Don’t Let Your Halloween Costume Haunt Your Career

Don’t Let Your Halloween Costume Haunt Your Career

What not to wear to the office

Does this costume make me look… inappropriate? Having some Halloween fun at the office can be a good thing but releasing your inner superman or killer zombie could be a scary career move. The last thing you want to do is spook away that promotion, or even drive a deadly wedge between you and management.

Taking into account the popularity of Halloween and the fact that adult costume sales have eclipsed children’s, be prepared for stranger things to come alive in your office. But remember you’re not a kid, and there’s no tricking allowed. Your costume is part of your professional brand. 

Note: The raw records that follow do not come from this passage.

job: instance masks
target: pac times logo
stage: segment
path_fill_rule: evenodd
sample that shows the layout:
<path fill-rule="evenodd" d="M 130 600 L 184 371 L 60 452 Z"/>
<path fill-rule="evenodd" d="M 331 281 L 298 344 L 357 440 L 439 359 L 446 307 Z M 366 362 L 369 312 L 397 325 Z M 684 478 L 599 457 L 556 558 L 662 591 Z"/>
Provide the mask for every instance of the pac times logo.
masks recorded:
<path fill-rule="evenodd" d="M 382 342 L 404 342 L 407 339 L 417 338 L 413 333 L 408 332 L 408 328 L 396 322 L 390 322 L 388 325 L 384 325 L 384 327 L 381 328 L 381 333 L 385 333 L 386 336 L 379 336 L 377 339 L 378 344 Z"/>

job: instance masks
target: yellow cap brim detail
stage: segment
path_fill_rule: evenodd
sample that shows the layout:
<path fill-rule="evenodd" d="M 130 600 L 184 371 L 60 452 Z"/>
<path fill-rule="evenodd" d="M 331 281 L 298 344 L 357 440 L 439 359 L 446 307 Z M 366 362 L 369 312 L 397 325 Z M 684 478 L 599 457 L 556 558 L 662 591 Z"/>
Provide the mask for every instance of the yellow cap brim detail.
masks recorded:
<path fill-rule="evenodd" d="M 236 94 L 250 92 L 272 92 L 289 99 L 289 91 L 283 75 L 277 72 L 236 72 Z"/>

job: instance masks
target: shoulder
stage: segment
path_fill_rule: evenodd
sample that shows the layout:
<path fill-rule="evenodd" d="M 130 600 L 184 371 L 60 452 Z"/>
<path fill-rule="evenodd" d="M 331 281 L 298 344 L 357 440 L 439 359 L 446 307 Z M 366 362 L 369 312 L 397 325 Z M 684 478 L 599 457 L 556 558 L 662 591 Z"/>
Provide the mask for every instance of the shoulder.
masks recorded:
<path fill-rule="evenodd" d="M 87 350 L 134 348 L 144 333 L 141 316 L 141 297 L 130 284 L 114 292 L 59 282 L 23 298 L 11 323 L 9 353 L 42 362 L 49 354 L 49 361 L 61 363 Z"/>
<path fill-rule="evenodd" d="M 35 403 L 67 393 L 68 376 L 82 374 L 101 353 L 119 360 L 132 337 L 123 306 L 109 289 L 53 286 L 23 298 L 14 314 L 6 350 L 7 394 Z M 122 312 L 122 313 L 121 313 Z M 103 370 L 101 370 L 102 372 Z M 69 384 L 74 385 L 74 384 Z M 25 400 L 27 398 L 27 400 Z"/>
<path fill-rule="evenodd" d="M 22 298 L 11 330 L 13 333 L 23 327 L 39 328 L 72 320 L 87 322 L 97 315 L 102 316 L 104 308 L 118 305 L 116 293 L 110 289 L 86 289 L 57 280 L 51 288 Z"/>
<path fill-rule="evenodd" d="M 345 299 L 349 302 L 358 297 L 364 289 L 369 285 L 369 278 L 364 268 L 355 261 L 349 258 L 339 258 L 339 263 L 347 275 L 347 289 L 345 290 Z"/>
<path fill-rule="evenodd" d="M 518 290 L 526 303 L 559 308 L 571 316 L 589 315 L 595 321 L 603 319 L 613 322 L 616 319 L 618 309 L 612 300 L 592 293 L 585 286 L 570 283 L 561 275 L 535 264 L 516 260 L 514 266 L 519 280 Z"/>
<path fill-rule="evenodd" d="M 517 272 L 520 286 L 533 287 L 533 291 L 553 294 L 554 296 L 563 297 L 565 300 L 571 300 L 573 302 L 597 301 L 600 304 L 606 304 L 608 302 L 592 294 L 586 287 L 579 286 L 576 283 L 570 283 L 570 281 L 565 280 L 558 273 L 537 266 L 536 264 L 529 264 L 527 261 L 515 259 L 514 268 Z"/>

While you don’t want to come off as being uptight or having zero team spirit by ignoring office festivities, on the other hand, wearing a nightclub-appropriate costume will likely have you joining the walking dead. Come performance appraisal time, you don’t want your Halloween performance overriding your hard-earned accomplishments and flawless dedication. 

Keep the sexy, scary and insulting factors in check. Whatever you choose to wear or how you decorate your cube should be in line with your employer’s corporate culture and values, what you do and how you do it. Client/management expectations are your barometer. Not the ghosts of The Haunting of Hill House!

Find a balance between having fun and staying professional. Best to play it safe by wearing something clever, inclusive, easily removable, and simple. Flouncy vampire capes may trip you up, and a mask takes away your focus and, possibly, productivity. Remember that you have to be able to comfortably perform all of your professional duties, including reaching and hurrying, and attending big meetings or presentations scheduled. Pass on the giant inflatable sloth costume.

Just don’t be that guy! Chill the office hottie look. Dress in haste and repent on social media. Ask yourself: Am I okay with being posted on Instagram? If I saw someone wearing a costume like the one I’m wearing, would I hire or promote them? The slightest doubt, do without.

While in an informal workplace, you may relish having colleagues laughing their asses off, but if you’re in a conservative setting, avoid being haunted by facepalm emojis and #halloweenfail tweets. Opt for a spirited accessory like fun Halloween socks, earrings or decorated nails. Vampire teeth or a fake nose can also display just the right amount of fun. 

Have a swell time – take lots of selfies, bond with your co-workers and eat copious amounts of candy corn. Make it all treats, no tricks. Avoid the dreaded career curse come November 1st!


What not to wear! 
•    Offensive: Anything that appropriates gender, race, culture, sexual orientation is insensitive and very likely to offend. Wave that job goodbye!

•    Tactless: Mocking the boss or colleague in words or costume is a bad career move. It’s also mean and thoughtless.

•    Gory: The blood-thirsty side of Halloween and violent costumes may fulfill your fantasy but can create career nightmares.

•    Political: Leave politics at home or risk heated debates and being viewed forever as a loud oaf. 

•    Sexual: Beware the word “naughty” on the costume packaging. Unless that is the kind of workplace you’re in, steer clear of hottie, naughty or body-hugging outfits.

Avoid scaring away future career opportunities with tips from business etiquette expert Julie Blais Comeau at
•    Pick your poison. If you’re celebrating after work with colleagues, choose your drinks wisely. Don’t overindulge. Your mask won’t conceal the side effects of one too many of the magic potions.

•    Don’t force your workmates to do tricks. Respect even a subtle “no.” Forgo bobbing for apples! Provide lively entertainment like a palm reader, caricature sketcher, astrologer or even an artist who does temporary tattoos.

•    Say “please” before “cheese.” Ask permission before taking pictures and let your team know where they will be posted. Trick and tag respectfully.

•    Show gratitude. Thank the organizers. It’s a deadly mistake not to express appreciation.